In a differential centrifugation procedure the consecutive additions in the centrifugal forces applied should make a gradient of the presence of different cell organs, with the heaviest molecules in the extractor tubing with lowed centrifugal forces, the mediam molecular weighted cell organs such as chondriosomes in a centriguge in the extractor with a medium centrifugal force is applied and little molecular weight cell organs such as ribosomes in the centrigue tubing where the highest centrifugal forces are applies.

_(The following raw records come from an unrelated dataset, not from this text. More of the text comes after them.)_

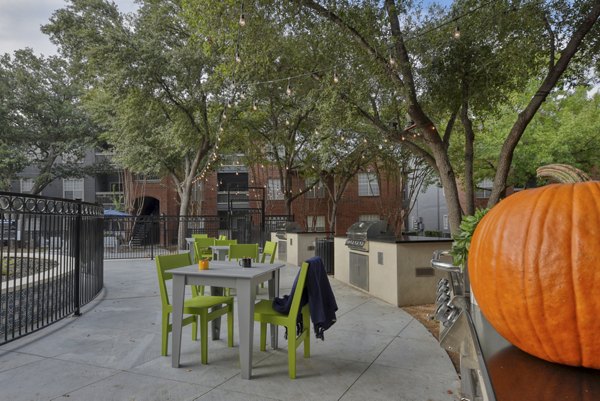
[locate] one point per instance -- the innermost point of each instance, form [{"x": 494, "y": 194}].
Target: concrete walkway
[{"x": 375, "y": 351}]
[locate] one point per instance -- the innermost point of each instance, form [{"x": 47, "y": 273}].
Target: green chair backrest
[
  {"x": 269, "y": 249},
  {"x": 237, "y": 251},
  {"x": 164, "y": 263},
  {"x": 295, "y": 308},
  {"x": 202, "y": 248}
]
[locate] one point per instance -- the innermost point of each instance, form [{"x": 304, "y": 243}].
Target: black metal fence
[
  {"x": 50, "y": 259},
  {"x": 148, "y": 236}
]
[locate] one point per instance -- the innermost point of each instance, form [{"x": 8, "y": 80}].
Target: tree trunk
[
  {"x": 469, "y": 139},
  {"x": 184, "y": 197},
  {"x": 446, "y": 174}
]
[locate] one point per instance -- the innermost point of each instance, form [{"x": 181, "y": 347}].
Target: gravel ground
[{"x": 422, "y": 313}]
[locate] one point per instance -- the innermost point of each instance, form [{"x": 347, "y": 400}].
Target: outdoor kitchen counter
[
  {"x": 516, "y": 375},
  {"x": 395, "y": 270}
]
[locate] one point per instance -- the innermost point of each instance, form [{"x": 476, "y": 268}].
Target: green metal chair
[
  {"x": 269, "y": 250},
  {"x": 197, "y": 306},
  {"x": 238, "y": 251},
  {"x": 265, "y": 314},
  {"x": 202, "y": 248}
]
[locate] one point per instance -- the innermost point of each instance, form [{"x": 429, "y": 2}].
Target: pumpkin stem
[{"x": 562, "y": 173}]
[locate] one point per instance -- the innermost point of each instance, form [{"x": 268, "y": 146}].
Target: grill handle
[{"x": 437, "y": 263}]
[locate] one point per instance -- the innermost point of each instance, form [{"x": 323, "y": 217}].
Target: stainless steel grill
[
  {"x": 360, "y": 233},
  {"x": 287, "y": 227}
]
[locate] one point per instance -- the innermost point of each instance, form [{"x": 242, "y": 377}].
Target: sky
[{"x": 21, "y": 20}]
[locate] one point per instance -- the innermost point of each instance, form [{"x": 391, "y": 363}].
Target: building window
[
  {"x": 367, "y": 184},
  {"x": 26, "y": 185},
  {"x": 73, "y": 188},
  {"x": 315, "y": 223},
  {"x": 368, "y": 217},
  {"x": 316, "y": 192},
  {"x": 274, "y": 189}
]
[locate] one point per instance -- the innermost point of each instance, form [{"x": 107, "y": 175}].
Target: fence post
[
  {"x": 78, "y": 222},
  {"x": 152, "y": 239}
]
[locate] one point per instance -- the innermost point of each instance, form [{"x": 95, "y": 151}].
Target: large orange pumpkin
[{"x": 534, "y": 266}]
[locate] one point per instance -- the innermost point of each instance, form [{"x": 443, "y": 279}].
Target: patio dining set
[{"x": 224, "y": 272}]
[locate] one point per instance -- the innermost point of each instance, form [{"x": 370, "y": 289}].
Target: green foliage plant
[{"x": 462, "y": 241}]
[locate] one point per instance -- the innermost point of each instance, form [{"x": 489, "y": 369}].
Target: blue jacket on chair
[{"x": 318, "y": 294}]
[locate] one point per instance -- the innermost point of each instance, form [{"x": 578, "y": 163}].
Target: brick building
[{"x": 236, "y": 190}]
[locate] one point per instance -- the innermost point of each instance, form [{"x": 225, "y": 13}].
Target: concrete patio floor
[{"x": 375, "y": 351}]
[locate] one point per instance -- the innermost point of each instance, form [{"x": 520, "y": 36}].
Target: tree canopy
[{"x": 42, "y": 121}]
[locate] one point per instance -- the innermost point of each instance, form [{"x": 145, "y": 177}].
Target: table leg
[
  {"x": 216, "y": 323},
  {"x": 246, "y": 299},
  {"x": 274, "y": 292},
  {"x": 178, "y": 295},
  {"x": 191, "y": 249}
]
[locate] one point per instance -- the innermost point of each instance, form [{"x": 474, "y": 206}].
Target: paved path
[{"x": 112, "y": 352}]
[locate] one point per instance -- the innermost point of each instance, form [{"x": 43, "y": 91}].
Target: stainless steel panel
[{"x": 359, "y": 270}]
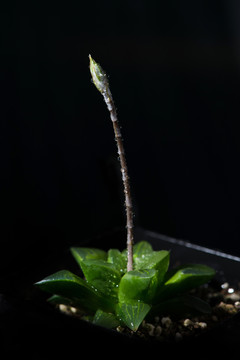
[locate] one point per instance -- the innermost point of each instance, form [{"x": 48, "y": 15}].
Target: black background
[{"x": 174, "y": 74}]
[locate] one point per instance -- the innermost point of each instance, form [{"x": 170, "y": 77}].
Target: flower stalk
[{"x": 100, "y": 80}]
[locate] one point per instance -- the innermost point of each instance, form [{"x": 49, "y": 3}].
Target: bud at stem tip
[{"x": 98, "y": 76}]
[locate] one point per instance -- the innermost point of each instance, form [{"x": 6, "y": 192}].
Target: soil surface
[{"x": 223, "y": 299}]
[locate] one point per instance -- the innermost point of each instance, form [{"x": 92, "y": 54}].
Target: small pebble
[
  {"x": 225, "y": 286},
  {"x": 187, "y": 323},
  {"x": 202, "y": 325},
  {"x": 178, "y": 336},
  {"x": 150, "y": 329},
  {"x": 233, "y": 297},
  {"x": 166, "y": 321}
]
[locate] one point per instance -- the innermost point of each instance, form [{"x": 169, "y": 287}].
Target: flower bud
[{"x": 98, "y": 76}]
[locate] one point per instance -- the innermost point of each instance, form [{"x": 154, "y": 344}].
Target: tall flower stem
[{"x": 101, "y": 82}]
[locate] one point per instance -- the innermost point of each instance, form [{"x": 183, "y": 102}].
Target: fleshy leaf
[
  {"x": 138, "y": 285},
  {"x": 82, "y": 253},
  {"x": 102, "y": 276},
  {"x": 118, "y": 260},
  {"x": 132, "y": 314},
  {"x": 67, "y": 285},
  {"x": 158, "y": 260},
  {"x": 185, "y": 278},
  {"x": 104, "y": 319}
]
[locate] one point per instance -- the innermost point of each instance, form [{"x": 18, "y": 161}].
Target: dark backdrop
[{"x": 174, "y": 74}]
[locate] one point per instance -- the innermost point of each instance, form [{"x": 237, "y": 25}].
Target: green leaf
[
  {"x": 82, "y": 253},
  {"x": 184, "y": 305},
  {"x": 118, "y": 260},
  {"x": 138, "y": 285},
  {"x": 132, "y": 314},
  {"x": 102, "y": 276},
  {"x": 185, "y": 278},
  {"x": 67, "y": 285},
  {"x": 158, "y": 260},
  {"x": 104, "y": 319}
]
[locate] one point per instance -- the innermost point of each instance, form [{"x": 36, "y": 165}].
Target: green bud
[{"x": 98, "y": 76}]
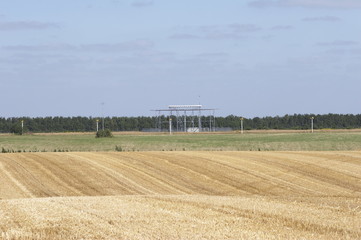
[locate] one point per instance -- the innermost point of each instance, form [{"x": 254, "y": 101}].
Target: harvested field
[{"x": 181, "y": 195}]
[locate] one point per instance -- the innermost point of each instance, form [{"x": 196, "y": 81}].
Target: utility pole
[
  {"x": 241, "y": 125},
  {"x": 22, "y": 127},
  {"x": 170, "y": 126},
  {"x": 103, "y": 116}
]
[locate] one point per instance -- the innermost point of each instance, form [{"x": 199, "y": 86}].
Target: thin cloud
[
  {"x": 282, "y": 27},
  {"x": 216, "y": 32},
  {"x": 142, "y": 3},
  {"x": 213, "y": 55},
  {"x": 337, "y": 43},
  {"x": 138, "y": 45},
  {"x": 322, "y": 19},
  {"x": 184, "y": 36},
  {"x": 343, "y": 4},
  {"x": 26, "y": 25}
]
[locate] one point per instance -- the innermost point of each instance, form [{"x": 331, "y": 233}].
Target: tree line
[{"x": 88, "y": 124}]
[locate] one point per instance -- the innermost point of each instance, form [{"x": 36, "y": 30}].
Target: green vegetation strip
[{"x": 331, "y": 141}]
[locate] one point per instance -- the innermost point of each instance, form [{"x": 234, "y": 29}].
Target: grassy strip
[{"x": 324, "y": 141}]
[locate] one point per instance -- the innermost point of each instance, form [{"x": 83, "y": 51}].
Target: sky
[{"x": 127, "y": 57}]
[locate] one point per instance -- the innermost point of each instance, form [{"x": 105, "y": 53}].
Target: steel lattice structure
[{"x": 188, "y": 118}]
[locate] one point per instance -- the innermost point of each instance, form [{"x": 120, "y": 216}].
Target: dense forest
[{"x": 88, "y": 124}]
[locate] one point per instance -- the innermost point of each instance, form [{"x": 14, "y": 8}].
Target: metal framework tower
[{"x": 188, "y": 118}]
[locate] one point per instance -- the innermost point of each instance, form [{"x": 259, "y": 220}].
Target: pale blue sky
[{"x": 249, "y": 57}]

Therefore the separation of cell organs has occurred but non to a great extent as seen by the reults in table 3 and table 6. Seperation of cell organs could hold been greatly improved by perchance polishing the lab protocol. To ahieve better mitochondrial separation and hence more accurate SDH activity measurments the centrifugation procedure should be done at 20000g but for 20min and non 10min as stated by Loewen ( 2003 ) and Becker et Al ( 2009 ) . This will assist divide the chondriosome out better.

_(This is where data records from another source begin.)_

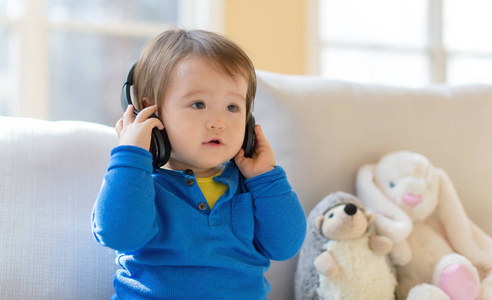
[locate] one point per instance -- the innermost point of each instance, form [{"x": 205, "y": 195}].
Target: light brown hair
[{"x": 153, "y": 69}]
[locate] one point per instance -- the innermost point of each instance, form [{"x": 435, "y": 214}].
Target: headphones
[{"x": 160, "y": 147}]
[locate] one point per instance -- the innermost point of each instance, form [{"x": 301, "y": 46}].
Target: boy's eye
[
  {"x": 233, "y": 108},
  {"x": 198, "y": 105}
]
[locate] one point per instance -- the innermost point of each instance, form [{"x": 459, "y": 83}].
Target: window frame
[
  {"x": 30, "y": 68},
  {"x": 438, "y": 55}
]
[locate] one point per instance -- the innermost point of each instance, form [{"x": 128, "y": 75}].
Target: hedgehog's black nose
[{"x": 350, "y": 209}]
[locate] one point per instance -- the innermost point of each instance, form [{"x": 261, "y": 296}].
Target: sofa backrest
[{"x": 322, "y": 131}]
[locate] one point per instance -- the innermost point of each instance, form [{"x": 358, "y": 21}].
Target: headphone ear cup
[
  {"x": 249, "y": 137},
  {"x": 160, "y": 147}
]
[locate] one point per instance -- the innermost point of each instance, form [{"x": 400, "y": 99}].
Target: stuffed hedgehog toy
[
  {"x": 439, "y": 253},
  {"x": 341, "y": 258}
]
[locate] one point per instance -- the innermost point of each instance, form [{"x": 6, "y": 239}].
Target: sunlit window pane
[
  {"x": 385, "y": 22},
  {"x": 7, "y": 77},
  {"x": 11, "y": 8},
  {"x": 97, "y": 11},
  {"x": 87, "y": 73},
  {"x": 375, "y": 67},
  {"x": 463, "y": 70},
  {"x": 467, "y": 25}
]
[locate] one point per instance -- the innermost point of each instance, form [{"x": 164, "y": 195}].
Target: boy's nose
[{"x": 216, "y": 123}]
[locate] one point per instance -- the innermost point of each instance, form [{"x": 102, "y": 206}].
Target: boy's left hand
[{"x": 262, "y": 161}]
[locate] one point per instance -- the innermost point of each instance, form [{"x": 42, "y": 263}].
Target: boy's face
[{"x": 204, "y": 114}]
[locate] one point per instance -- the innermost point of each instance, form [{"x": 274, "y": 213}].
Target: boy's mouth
[{"x": 214, "y": 141}]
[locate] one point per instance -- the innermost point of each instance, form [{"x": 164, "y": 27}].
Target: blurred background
[{"x": 67, "y": 60}]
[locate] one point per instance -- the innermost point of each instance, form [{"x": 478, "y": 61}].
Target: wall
[{"x": 272, "y": 32}]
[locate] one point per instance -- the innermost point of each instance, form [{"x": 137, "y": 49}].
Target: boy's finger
[
  {"x": 119, "y": 126},
  {"x": 145, "y": 113},
  {"x": 260, "y": 137},
  {"x": 154, "y": 122},
  {"x": 128, "y": 116}
]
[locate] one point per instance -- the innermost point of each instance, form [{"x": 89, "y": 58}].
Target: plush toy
[
  {"x": 438, "y": 252},
  {"x": 341, "y": 257}
]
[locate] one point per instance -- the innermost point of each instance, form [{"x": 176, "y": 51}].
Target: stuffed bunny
[
  {"x": 341, "y": 257},
  {"x": 438, "y": 252}
]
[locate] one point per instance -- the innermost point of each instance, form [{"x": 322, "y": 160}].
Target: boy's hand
[
  {"x": 137, "y": 132},
  {"x": 262, "y": 160}
]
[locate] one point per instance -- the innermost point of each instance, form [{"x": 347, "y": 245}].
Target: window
[
  {"x": 403, "y": 42},
  {"x": 63, "y": 59}
]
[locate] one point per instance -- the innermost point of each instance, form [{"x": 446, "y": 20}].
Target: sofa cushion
[{"x": 50, "y": 176}]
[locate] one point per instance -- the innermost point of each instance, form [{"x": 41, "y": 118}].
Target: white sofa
[{"x": 322, "y": 131}]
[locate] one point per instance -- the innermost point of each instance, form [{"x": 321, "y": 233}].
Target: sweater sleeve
[
  {"x": 280, "y": 222},
  {"x": 124, "y": 215}
]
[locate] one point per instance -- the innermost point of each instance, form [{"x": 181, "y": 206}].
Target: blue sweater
[{"x": 170, "y": 245}]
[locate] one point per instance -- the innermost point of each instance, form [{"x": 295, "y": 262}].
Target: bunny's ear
[
  {"x": 465, "y": 237},
  {"x": 390, "y": 220}
]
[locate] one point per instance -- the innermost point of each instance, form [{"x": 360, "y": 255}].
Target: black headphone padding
[{"x": 160, "y": 147}]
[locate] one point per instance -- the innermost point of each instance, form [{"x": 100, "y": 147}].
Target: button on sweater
[{"x": 169, "y": 247}]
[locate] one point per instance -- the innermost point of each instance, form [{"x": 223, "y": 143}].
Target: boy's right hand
[{"x": 137, "y": 132}]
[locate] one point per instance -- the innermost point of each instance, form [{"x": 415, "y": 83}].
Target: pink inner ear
[
  {"x": 459, "y": 283},
  {"x": 411, "y": 199}
]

Different centrifugation methods such as denseness gradient centrifugation can be utilized after the intital differential centrifugation to better separate cell organs of similar sizes such as chondriosomes, lysosomes and peroxisomes. The new fractions produced can by the densiy gradient centrifugation can be recovered with the usage of a syringe. Many other techniques such as the initail homogenization phase could besides hold been changed and other techniques could hold been used as described earlier.
It was found by this experiment that subcellular fractional process is non a perfect method and therefore inaccuracies must be expected. But it is a procedure that has revolutionaised our apprehension of cell construction and map.
It was found in the experiment that differential centrifugation can divide cell organs to an extent to organize a nucleic fraction, mitochondrial fraction and supernatant fraction. Marker enzymes which are present in specific cell organs can be used to assist separate between different cell organs every bit good as the fractions relative pureness. SDH was used in this experiment and was found to be present higher in the supernatant, perchance due to experimental mistake. SDH was specific to the supernatant fraction therore once more bespeaking the presence of chondriosome in the supernatant.
The use of such techniques in this of all time progressing epoch of scientific discipline and engineering has set the phase for future surveies and techniques involved in farther analyzing the cells and increasing our cognition of life as each twenty-four hours passes.